On 4 January 2017, The Election Commission of India announced the election schedule to the Legislative Assembly of Uttar Pradesh along with the other four state (Goa, Manipur, Punjab and Uttarakhand) which are due for an election. The entire election is scheduled into 7 phases.

Predictions

Opinion polls
Various organisations/agencies have been conducting opinions polls to predict voter intentions in the upcoming legislative assembly elections.

Exit polls 
Various organisations/agencies have been conducting Exit polls to predict voter intentions in the legislative assembly elections. Hindi newspaper Dainik Jagran had published an exit poll promoting BJP, after first phase of the election. This led to its editor being arrested for violating the ban on exit polls during the election.

Result
The election results for all 403 Legislative Assembly seats were declared on 11 March 2017.

Region-wise

Results by constituency

Reactions
After the BJP emerged as the majority party in the election, Prime Minister Narendra Modi thanked the public in a tweet saying, "Gratitude to the people of India for the continued faith, support and affection for the BJP. This is very humbling & overwhelming." The BJP's UP chief Keshav Prasad Maurya attributed the victory to Modi saying, "It is a Modi wave.

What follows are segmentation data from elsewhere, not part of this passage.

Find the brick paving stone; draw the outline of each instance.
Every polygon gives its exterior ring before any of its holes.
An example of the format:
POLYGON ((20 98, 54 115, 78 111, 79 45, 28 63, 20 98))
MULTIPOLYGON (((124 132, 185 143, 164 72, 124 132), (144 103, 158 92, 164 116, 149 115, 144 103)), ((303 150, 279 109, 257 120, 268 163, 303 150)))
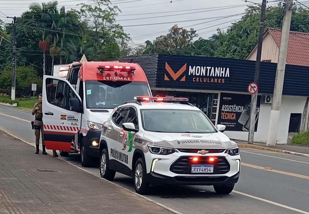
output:
POLYGON ((174 213, 35 149, 0 131, 0 214, 174 213))

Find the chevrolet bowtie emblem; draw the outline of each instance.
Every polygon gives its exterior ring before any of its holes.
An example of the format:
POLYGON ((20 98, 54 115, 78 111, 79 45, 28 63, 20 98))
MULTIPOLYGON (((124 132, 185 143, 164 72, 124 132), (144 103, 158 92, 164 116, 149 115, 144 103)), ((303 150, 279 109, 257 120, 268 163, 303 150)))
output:
POLYGON ((205 150, 201 150, 198 152, 197 153, 202 155, 205 155, 205 154, 208 154, 209 152, 209 151, 206 151, 205 150))

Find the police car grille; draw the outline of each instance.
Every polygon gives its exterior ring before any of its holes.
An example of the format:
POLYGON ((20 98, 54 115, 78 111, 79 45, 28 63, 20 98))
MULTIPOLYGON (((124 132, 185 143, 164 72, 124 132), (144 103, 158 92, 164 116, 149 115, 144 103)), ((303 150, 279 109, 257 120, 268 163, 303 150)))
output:
POLYGON ((183 156, 179 158, 171 166, 170 170, 176 174, 225 174, 230 171, 230 164, 224 157, 217 156, 215 163, 209 162, 209 157, 199 156, 199 161, 193 163, 190 159, 191 156, 183 156), (210 165, 214 165, 212 173, 192 173, 191 165, 193 164, 210 165))
POLYGON ((224 151, 224 149, 177 149, 179 152, 188 153, 197 153, 199 151, 205 150, 208 153, 221 153, 224 151))

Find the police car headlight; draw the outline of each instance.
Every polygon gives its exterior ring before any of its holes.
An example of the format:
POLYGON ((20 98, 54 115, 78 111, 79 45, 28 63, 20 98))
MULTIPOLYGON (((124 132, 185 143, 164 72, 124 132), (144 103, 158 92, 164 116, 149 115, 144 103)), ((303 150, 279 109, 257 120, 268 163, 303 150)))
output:
POLYGON ((87 125, 89 129, 93 129, 100 131, 102 130, 102 125, 99 123, 96 123, 90 121, 87 121, 87 125))
POLYGON ((239 154, 239 148, 236 148, 229 149, 225 151, 226 153, 227 153, 230 155, 234 156, 239 154))
POLYGON ((149 152, 152 154, 157 155, 166 155, 172 154, 176 151, 173 149, 170 148, 165 148, 158 146, 154 146, 150 145, 147 145, 149 152))

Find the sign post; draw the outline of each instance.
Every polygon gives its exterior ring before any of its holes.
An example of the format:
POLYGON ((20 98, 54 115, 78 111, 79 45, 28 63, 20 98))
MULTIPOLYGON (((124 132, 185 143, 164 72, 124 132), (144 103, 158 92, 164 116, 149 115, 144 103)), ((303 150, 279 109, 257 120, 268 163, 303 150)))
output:
POLYGON ((36 84, 32 83, 31 86, 31 90, 33 92, 33 106, 34 106, 34 93, 36 91, 36 84))

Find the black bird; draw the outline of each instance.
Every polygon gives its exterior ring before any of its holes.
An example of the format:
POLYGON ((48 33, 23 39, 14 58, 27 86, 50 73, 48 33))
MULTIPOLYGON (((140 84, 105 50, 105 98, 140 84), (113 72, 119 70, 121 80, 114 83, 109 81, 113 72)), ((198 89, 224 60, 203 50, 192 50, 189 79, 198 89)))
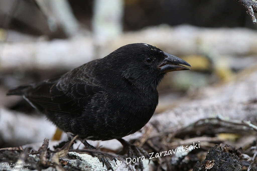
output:
MULTIPOLYGON (((23 96, 65 132, 85 140, 116 139, 124 146, 129 144, 121 138, 141 129, 153 114, 157 86, 166 73, 190 69, 181 64, 191 66, 150 45, 130 44, 59 77, 20 86, 7 95, 23 96)), ((113 170, 106 158, 99 159, 113 170)))

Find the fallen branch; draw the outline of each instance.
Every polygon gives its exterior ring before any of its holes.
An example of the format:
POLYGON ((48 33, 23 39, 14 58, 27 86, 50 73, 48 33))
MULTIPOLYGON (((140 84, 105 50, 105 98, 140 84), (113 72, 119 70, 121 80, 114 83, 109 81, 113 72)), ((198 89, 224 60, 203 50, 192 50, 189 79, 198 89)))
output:
POLYGON ((254 23, 257 23, 254 12, 257 13, 257 1, 255 0, 235 0, 244 7, 246 13, 251 17, 254 23))

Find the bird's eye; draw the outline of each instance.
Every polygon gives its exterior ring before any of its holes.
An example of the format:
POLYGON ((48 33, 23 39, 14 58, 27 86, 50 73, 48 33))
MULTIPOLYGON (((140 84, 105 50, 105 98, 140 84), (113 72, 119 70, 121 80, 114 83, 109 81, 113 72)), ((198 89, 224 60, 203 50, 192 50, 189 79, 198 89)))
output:
POLYGON ((152 62, 153 60, 151 58, 148 58, 145 59, 145 61, 148 64, 150 64, 152 62))

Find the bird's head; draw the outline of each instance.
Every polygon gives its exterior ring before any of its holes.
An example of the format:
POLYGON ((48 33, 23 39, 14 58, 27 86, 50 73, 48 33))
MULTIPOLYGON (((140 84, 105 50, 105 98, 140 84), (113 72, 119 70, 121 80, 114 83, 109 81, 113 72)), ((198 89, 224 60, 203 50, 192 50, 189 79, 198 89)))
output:
POLYGON ((123 46, 103 59, 113 78, 125 79, 144 88, 156 88, 167 72, 190 69, 181 65, 191 66, 184 60, 145 43, 123 46))

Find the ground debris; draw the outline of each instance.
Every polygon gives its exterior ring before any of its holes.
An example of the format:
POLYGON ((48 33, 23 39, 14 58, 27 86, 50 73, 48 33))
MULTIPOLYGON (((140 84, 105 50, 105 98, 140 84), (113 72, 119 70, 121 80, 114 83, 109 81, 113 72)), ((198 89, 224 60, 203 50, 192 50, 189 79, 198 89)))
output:
POLYGON ((211 148, 200 164, 198 163, 196 165, 193 171, 239 171, 242 170, 241 164, 238 156, 223 152, 216 145, 211 148))

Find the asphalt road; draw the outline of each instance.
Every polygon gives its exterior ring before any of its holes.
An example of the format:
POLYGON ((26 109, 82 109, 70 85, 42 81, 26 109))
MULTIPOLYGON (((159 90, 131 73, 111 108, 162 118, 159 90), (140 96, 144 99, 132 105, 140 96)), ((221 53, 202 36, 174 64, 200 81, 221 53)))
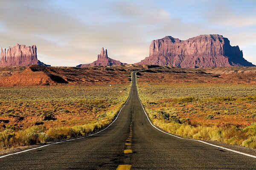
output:
POLYGON ((144 112, 135 81, 127 103, 105 130, 0 158, 2 170, 131 168, 256 170, 256 159, 157 130, 144 112))

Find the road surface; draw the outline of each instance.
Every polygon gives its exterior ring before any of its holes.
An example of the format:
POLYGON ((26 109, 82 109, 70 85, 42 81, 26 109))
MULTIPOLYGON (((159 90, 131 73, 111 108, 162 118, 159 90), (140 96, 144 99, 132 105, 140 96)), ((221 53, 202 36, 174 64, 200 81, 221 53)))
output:
POLYGON ((0 158, 1 170, 256 170, 256 159, 165 134, 150 124, 135 75, 116 120, 95 135, 0 158))

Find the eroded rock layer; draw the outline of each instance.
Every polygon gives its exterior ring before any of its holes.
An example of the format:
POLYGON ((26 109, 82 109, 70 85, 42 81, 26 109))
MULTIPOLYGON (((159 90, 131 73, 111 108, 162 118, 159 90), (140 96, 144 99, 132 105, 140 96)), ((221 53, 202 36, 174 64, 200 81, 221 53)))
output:
POLYGON ((1 48, 0 66, 27 66, 30 65, 50 66, 38 60, 37 48, 35 45, 26 46, 25 45, 17 45, 12 48, 1 48))
POLYGON ((149 57, 135 64, 183 68, 255 66, 243 58, 238 46, 231 46, 227 38, 218 34, 201 35, 186 40, 166 36, 153 40, 149 57))
POLYGON ((102 47, 100 54, 98 55, 98 60, 90 64, 83 64, 77 65, 76 67, 84 67, 93 66, 111 66, 113 65, 124 65, 126 63, 120 62, 119 61, 116 60, 111 59, 108 56, 107 49, 104 51, 102 47))

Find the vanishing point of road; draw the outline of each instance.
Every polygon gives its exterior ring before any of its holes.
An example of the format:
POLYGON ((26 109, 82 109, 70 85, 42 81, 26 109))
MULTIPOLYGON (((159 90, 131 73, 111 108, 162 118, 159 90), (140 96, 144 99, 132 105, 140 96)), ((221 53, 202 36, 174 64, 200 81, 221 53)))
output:
POLYGON ((130 96, 114 122, 94 135, 0 157, 1 170, 256 170, 256 159, 154 128, 130 96))

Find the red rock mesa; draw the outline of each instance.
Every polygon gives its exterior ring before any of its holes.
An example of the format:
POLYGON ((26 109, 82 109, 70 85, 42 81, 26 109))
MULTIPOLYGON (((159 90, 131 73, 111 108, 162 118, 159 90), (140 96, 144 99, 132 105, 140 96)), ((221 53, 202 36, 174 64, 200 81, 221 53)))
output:
POLYGON ((135 64, 182 68, 255 66, 243 58, 238 46, 231 46, 227 38, 218 34, 201 35, 186 40, 171 36, 154 40, 149 57, 135 64))
POLYGON ((1 48, 0 66, 27 66, 30 65, 50 66, 38 60, 36 46, 17 45, 3 49, 1 48))

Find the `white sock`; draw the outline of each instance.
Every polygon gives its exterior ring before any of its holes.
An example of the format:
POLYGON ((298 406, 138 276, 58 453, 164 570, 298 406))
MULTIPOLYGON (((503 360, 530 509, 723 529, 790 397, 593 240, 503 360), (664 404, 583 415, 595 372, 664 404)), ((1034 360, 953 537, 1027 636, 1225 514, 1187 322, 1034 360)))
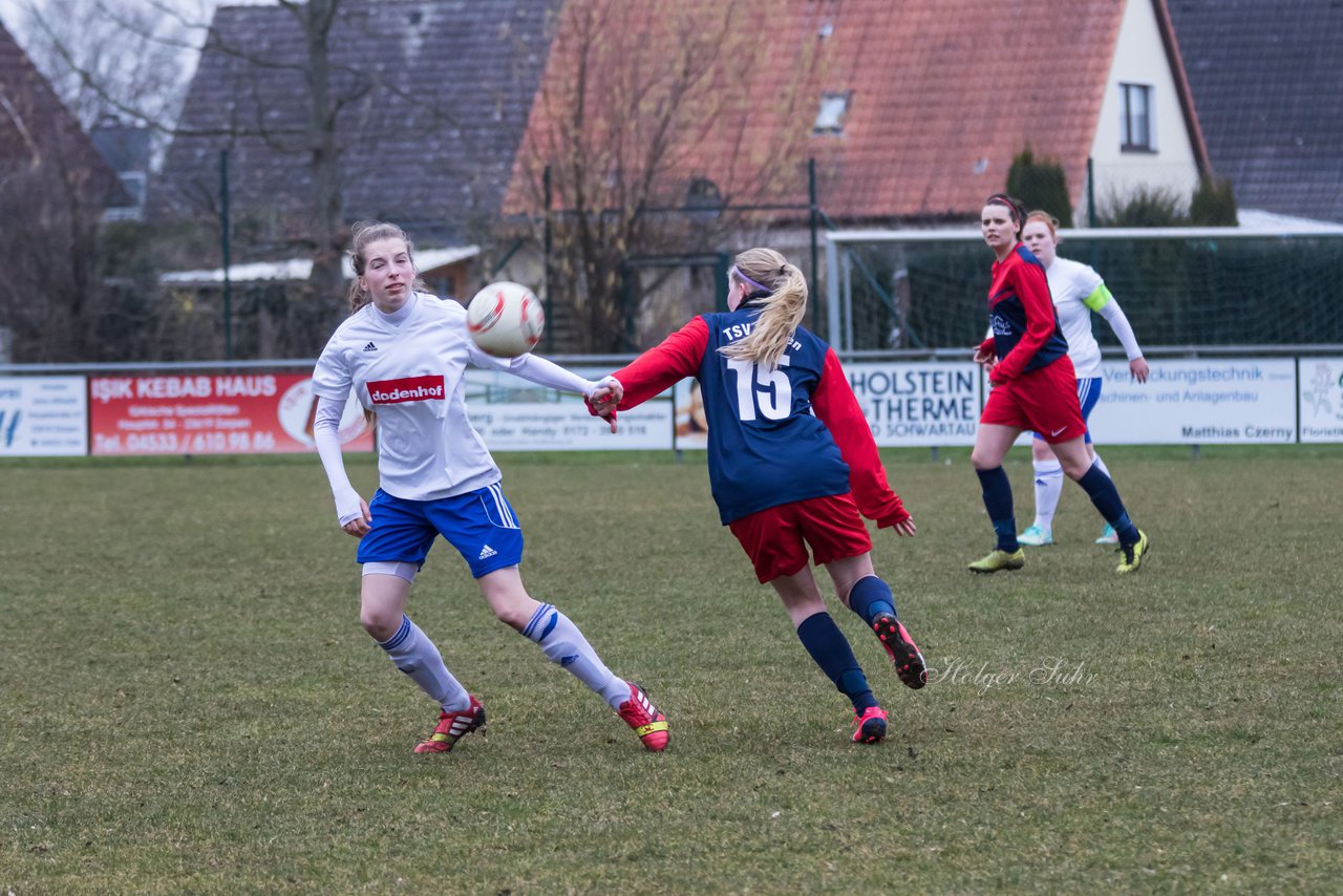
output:
POLYGON ((543 603, 522 634, 541 646, 541 650, 561 668, 602 695, 611 707, 619 709, 630 699, 630 685, 606 668, 596 650, 587 642, 579 627, 549 603, 543 603))
POLYGON ((1058 458, 1034 461, 1035 467, 1035 525, 1050 532, 1054 528, 1054 510, 1058 509, 1058 496, 1064 493, 1064 465, 1058 458))
POLYGON ((402 615, 402 627, 387 641, 379 641, 377 646, 445 712, 459 712, 471 705, 466 688, 443 665, 443 654, 410 617, 402 615))
MULTIPOLYGON (((1101 472, 1101 473, 1104 473, 1105 476, 1109 476, 1109 467, 1108 467, 1108 466, 1105 466, 1105 461, 1100 459, 1100 454, 1097 454, 1097 455, 1096 455, 1096 466, 1099 466, 1099 467, 1100 467, 1100 472, 1101 472)), ((1113 480, 1115 477, 1113 477, 1113 476, 1109 476, 1109 478, 1112 478, 1112 480, 1113 480)))

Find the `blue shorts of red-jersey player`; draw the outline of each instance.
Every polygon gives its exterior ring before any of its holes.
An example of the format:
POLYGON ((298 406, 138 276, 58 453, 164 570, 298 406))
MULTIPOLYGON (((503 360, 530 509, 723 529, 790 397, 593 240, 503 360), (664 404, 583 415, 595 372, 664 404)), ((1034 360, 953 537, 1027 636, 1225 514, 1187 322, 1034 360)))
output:
POLYGON ((817 566, 872 551, 872 536, 851 493, 766 508, 733 520, 728 528, 751 557, 761 583, 802 572, 807 566, 807 545, 817 566))
POLYGON ((1057 361, 994 386, 984 402, 980 423, 1034 430, 1050 445, 1086 434, 1086 420, 1077 400, 1077 375, 1064 355, 1057 361))

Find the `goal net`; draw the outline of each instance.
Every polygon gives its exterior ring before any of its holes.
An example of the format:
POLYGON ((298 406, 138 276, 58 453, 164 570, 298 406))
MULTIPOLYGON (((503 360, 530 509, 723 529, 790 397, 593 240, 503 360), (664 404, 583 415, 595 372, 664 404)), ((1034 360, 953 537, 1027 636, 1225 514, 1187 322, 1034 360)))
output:
MULTIPOLYGON (((1343 344, 1343 232, 1062 230, 1058 254, 1096 269, 1144 347, 1343 344)), ((978 231, 834 231, 826 261, 837 351, 936 353, 984 336, 992 255, 978 231)))

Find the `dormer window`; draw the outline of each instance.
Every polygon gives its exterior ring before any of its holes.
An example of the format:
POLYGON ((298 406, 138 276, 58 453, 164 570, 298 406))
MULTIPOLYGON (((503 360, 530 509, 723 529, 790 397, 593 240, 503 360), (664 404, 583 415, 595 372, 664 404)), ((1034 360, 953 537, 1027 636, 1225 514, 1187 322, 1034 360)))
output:
POLYGON ((1120 150, 1156 152, 1152 140, 1152 87, 1151 85, 1119 85, 1123 118, 1119 122, 1120 150))
POLYGON ((821 94, 821 109, 817 111, 815 134, 843 133, 843 120, 849 111, 851 91, 821 94))

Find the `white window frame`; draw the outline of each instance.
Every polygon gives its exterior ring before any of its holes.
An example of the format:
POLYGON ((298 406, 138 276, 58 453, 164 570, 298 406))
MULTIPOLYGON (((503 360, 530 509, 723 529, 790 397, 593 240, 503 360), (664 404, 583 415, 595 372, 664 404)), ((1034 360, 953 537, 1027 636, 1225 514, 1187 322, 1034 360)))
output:
POLYGON ((1156 152, 1156 89, 1152 85, 1119 85, 1120 152, 1156 152), (1133 98, 1142 97, 1144 107, 1135 109, 1133 98), (1146 134, 1135 133, 1146 126, 1146 134), (1146 138, 1146 140, 1144 140, 1146 138))

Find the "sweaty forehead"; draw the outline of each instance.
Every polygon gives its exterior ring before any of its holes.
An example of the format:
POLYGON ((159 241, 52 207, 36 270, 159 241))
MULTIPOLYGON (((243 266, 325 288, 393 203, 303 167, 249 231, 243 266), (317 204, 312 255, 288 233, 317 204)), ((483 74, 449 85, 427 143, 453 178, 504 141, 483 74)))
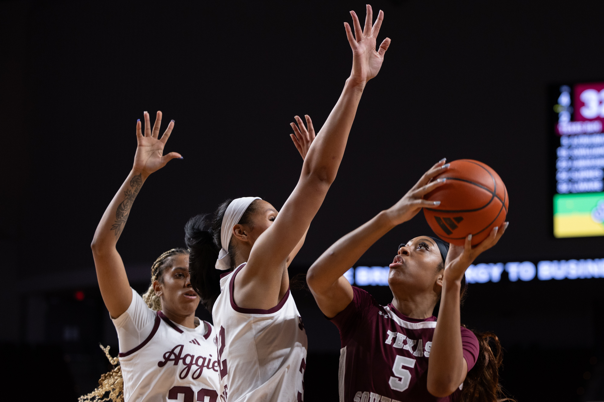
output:
POLYGON ((436 249, 437 250, 438 250, 439 247, 434 243, 434 241, 432 240, 429 237, 428 237, 428 236, 419 236, 417 237, 414 237, 413 238, 407 241, 406 243, 401 243, 399 246, 399 248, 400 249, 401 247, 403 247, 403 246, 414 246, 416 244, 419 244, 419 243, 422 242, 428 243, 428 245, 429 246, 431 250, 432 250, 432 249, 436 249))

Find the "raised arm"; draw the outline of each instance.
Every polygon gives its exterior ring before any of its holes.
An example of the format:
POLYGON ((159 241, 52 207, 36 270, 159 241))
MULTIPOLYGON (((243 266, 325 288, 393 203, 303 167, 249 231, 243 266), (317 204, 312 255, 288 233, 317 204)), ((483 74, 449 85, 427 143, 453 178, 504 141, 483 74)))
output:
POLYGON ((373 243, 394 226, 413 218, 424 206, 440 203, 422 197, 444 183, 429 182, 448 167, 445 159, 434 165, 398 202, 338 240, 311 266, 306 282, 323 314, 334 317, 352 301, 352 288, 344 274, 373 243))
POLYGON ((180 154, 176 152, 162 155, 164 147, 174 127, 174 121, 170 122, 161 138, 158 139, 161 112, 157 112, 152 131, 149 115, 146 112, 144 112, 144 135, 141 132, 140 120, 137 122, 138 145, 132 170, 105 209, 91 244, 101 295, 107 310, 114 318, 121 316, 132 300, 132 292, 126 275, 126 269, 115 249, 115 244, 130 214, 132 203, 149 174, 162 168, 170 159, 182 159, 180 154))
POLYGON ((298 244, 335 179, 344 155, 356 108, 367 81, 379 71, 390 40, 378 51, 376 38, 384 13, 372 26, 371 7, 367 5, 364 32, 351 11, 355 36, 344 23, 353 51, 352 71, 335 107, 310 146, 298 184, 271 227, 252 248, 248 264, 236 279, 236 298, 241 307, 268 308, 284 294, 288 281, 282 280, 285 261, 298 244), (356 37, 356 39, 355 39, 356 37))
POLYGON ((508 222, 505 222, 499 230, 493 228, 489 237, 474 248, 471 234, 464 246, 449 245, 445 263, 439 319, 428 360, 428 391, 435 397, 444 398, 452 394, 467 374, 460 331, 461 278, 476 257, 496 244, 507 225, 508 222))

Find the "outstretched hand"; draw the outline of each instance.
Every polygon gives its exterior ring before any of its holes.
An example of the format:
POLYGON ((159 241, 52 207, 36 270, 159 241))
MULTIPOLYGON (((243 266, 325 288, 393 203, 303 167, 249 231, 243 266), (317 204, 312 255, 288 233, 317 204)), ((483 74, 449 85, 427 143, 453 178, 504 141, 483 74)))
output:
POLYGON ((467 267, 474 262, 476 257, 497 244, 505 233, 509 222, 504 222, 501 228, 495 226, 489 237, 474 247, 472 247, 472 235, 466 238, 463 246, 449 243, 449 252, 445 261, 445 277, 451 281, 460 281, 467 267))
POLYGON ((304 127, 302 119, 298 116, 294 116, 294 118, 296 120, 296 123, 298 123, 297 126, 295 123, 289 123, 294 133, 290 134, 289 136, 292 138, 292 141, 294 141, 294 145, 296 146, 296 149, 300 153, 303 161, 306 158, 306 154, 308 153, 308 150, 310 148, 310 144, 315 141, 315 129, 312 127, 312 120, 310 120, 310 116, 308 115, 304 115, 304 116, 306 119, 306 126, 308 126, 308 130, 304 127))
POLYGON ((439 179, 430 182, 436 176, 449 168, 449 164, 445 164, 445 159, 441 159, 407 191, 400 200, 388 209, 388 215, 394 225, 400 225, 406 222, 417 214, 424 207, 434 208, 440 205, 440 201, 428 201, 422 197, 437 187, 445 183, 446 179, 439 179))
POLYGON ((159 135, 159 126, 161 126, 161 112, 157 112, 155 124, 153 130, 151 129, 151 123, 149 121, 149 113, 144 112, 145 133, 143 135, 141 131, 141 121, 137 122, 137 153, 134 156, 134 165, 132 169, 144 176, 148 176, 151 173, 165 166, 171 159, 175 158, 182 159, 181 154, 178 152, 170 152, 164 154, 164 147, 170 138, 170 134, 174 128, 174 120, 170 122, 168 128, 164 132, 161 138, 158 139, 159 135))
POLYGON ((384 55, 390 45, 390 39, 387 37, 376 51, 376 39, 379 28, 384 21, 384 11, 381 10, 378 14, 378 19, 372 27, 373 18, 371 6, 367 4, 367 16, 365 18, 365 27, 361 30, 359 18, 354 11, 350 11, 352 16, 355 35, 347 22, 344 22, 346 36, 352 48, 352 72, 350 78, 355 83, 364 85, 368 81, 378 75, 384 62, 384 55))

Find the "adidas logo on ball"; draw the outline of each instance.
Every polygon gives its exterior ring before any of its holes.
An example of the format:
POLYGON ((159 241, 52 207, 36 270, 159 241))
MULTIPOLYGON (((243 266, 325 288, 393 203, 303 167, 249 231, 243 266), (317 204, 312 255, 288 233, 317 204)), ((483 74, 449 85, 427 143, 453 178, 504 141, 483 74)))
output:
POLYGON ((456 216, 451 219, 451 218, 441 218, 440 216, 435 216, 434 220, 436 220, 436 223, 439 224, 441 229, 445 231, 445 233, 447 234, 452 234, 453 232, 452 231, 454 231, 459 227, 455 225, 455 222, 457 222, 457 223, 461 222, 463 220, 463 217, 456 216), (455 222, 453 222, 454 220, 455 222), (450 229, 449 229, 449 228, 451 228, 450 229))

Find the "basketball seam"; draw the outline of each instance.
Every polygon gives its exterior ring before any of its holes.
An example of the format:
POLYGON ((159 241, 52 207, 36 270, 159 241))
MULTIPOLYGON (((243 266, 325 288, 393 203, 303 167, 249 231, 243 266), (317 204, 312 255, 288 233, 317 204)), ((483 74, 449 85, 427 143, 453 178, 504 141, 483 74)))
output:
POLYGON ((472 184, 472 185, 475 185, 475 186, 476 186, 477 187, 479 187, 480 188, 485 190, 487 191, 489 191, 489 193, 491 193, 491 199, 489 200, 489 202, 487 202, 487 203, 486 203, 484 205, 483 205, 481 208, 477 208, 475 209, 435 209, 435 208, 426 208, 426 209, 428 209, 428 211, 432 211, 433 212, 445 212, 458 213, 458 213, 461 213, 461 212, 476 212, 477 211, 480 211, 481 209, 482 209, 483 208, 486 208, 487 206, 489 206, 489 204, 490 204, 491 202, 493 202, 493 199, 496 198, 498 200, 499 200, 501 202, 501 204, 503 205, 503 207, 506 209, 506 214, 507 214, 507 208, 506 208, 505 198, 506 197, 506 194, 507 194, 507 190, 506 189, 505 185, 504 185, 504 188, 503 188, 504 200, 502 200, 501 198, 500 198, 499 196, 497 195, 497 180, 496 180, 495 179, 495 177, 493 177, 493 175, 491 174, 491 173, 490 171, 489 171, 489 170, 487 169, 486 169, 484 166, 482 166, 481 165, 480 165, 480 164, 476 163, 475 162, 472 162, 472 161, 470 161, 469 159, 461 159, 461 161, 464 161, 464 162, 467 162, 471 163, 471 164, 474 164, 476 165, 477 166, 479 166, 481 168, 482 168, 483 169, 484 169, 484 171, 486 171, 489 174, 489 176, 490 176, 491 179, 493 180, 493 187, 494 190, 492 191, 491 190, 490 190, 489 188, 487 188, 486 187, 485 187, 484 186, 482 185, 481 184, 478 184, 478 183, 476 183, 475 182, 470 181, 469 180, 466 180, 465 179, 459 179, 459 178, 457 178, 457 177, 446 177, 446 179, 447 180, 458 180, 459 181, 465 182, 466 183, 469 183, 470 184, 472 184))
MULTIPOLYGON (((504 208, 504 206, 505 206, 505 204, 504 204, 503 203, 501 203, 501 208, 500 208, 499 212, 497 212, 497 215, 495 217, 495 219, 493 219, 493 220, 492 220, 491 222, 490 222, 490 223, 489 223, 487 226, 484 226, 484 228, 483 228, 481 230, 477 232, 476 233, 472 234, 472 236, 475 236, 476 235, 484 232, 484 231, 486 231, 487 229, 487 228, 489 226, 490 226, 490 225, 493 225, 493 222, 494 222, 495 221, 497 220, 497 218, 498 218, 499 215, 501 214, 501 211, 503 209, 503 208, 504 208)), ((440 235, 439 235, 440 236, 440 235)), ((466 238, 465 236, 464 236, 463 237, 449 237, 449 236, 443 236, 443 237, 446 237, 447 238, 450 238, 450 239, 453 240, 461 240, 462 238, 466 238)))
MULTIPOLYGON (((490 193, 491 199, 490 200, 489 200, 489 202, 487 202, 487 203, 484 204, 484 205, 483 205, 482 206, 481 206, 480 208, 475 208, 474 209, 437 209, 435 208, 426 208, 428 211, 432 211, 434 212, 451 212, 451 213, 453 213, 453 212, 460 213, 460 212, 476 212, 477 211, 480 211, 481 209, 483 209, 486 208, 486 207, 489 206, 489 205, 490 204, 490 203, 492 202, 493 200, 494 199, 495 199, 495 198, 496 198, 500 201, 501 201, 501 199, 500 199, 499 197, 498 197, 496 194, 495 194, 494 192, 493 192, 492 191, 491 191, 489 188, 487 188, 484 186, 482 185, 481 184, 478 184, 478 183, 475 183, 474 182, 471 182, 470 180, 466 180, 465 179, 458 179, 457 177, 447 177, 446 179, 447 179, 447 180, 457 180, 460 181, 460 182, 465 182, 466 183, 469 183, 470 184, 475 185, 477 187, 478 187, 479 188, 482 188, 485 191, 488 191, 489 193, 490 193)), ((503 202, 501 202, 503 203, 503 202)))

The wave which started with 2014 Lok Sabha elections is continuing in 2017 and the momentum will go beyond the 2019 general elections." Congress vice-president Rahul Gandhi sent a tweet to Modi congratulating him for his party's victory, to which Modi replied, "Thank you. Long live democracy!" Modi was congratulated on the victory by U.S. President Donald Trump during a telephone conversation on 27 March 2017.

The BBC wrote that the BJP "appears to have successfully forged a coalition of upper, middle-ranking and lower castes to be able to manipulate the social arithmetic of Indian elections". It also noted that the party successfully avoided the image of "doling out reckless patronage to a caste or group", which the BBC considered responsible for the SP's defeat. Bhanu Joshi of Delhi-based think tank Centre for Policy Research said, "He [Modi] has managed to go beyond the caste arithmetic. On the ground, the BJP is not perceived as a casteist party."

Political scientist Milan Vaishnav felt that the election "represents a referendum on demonetisation". Vaishnav said, "Whether voters were bothered by the implementation of the policy or not, they clearly have decided that the PM is a man of action."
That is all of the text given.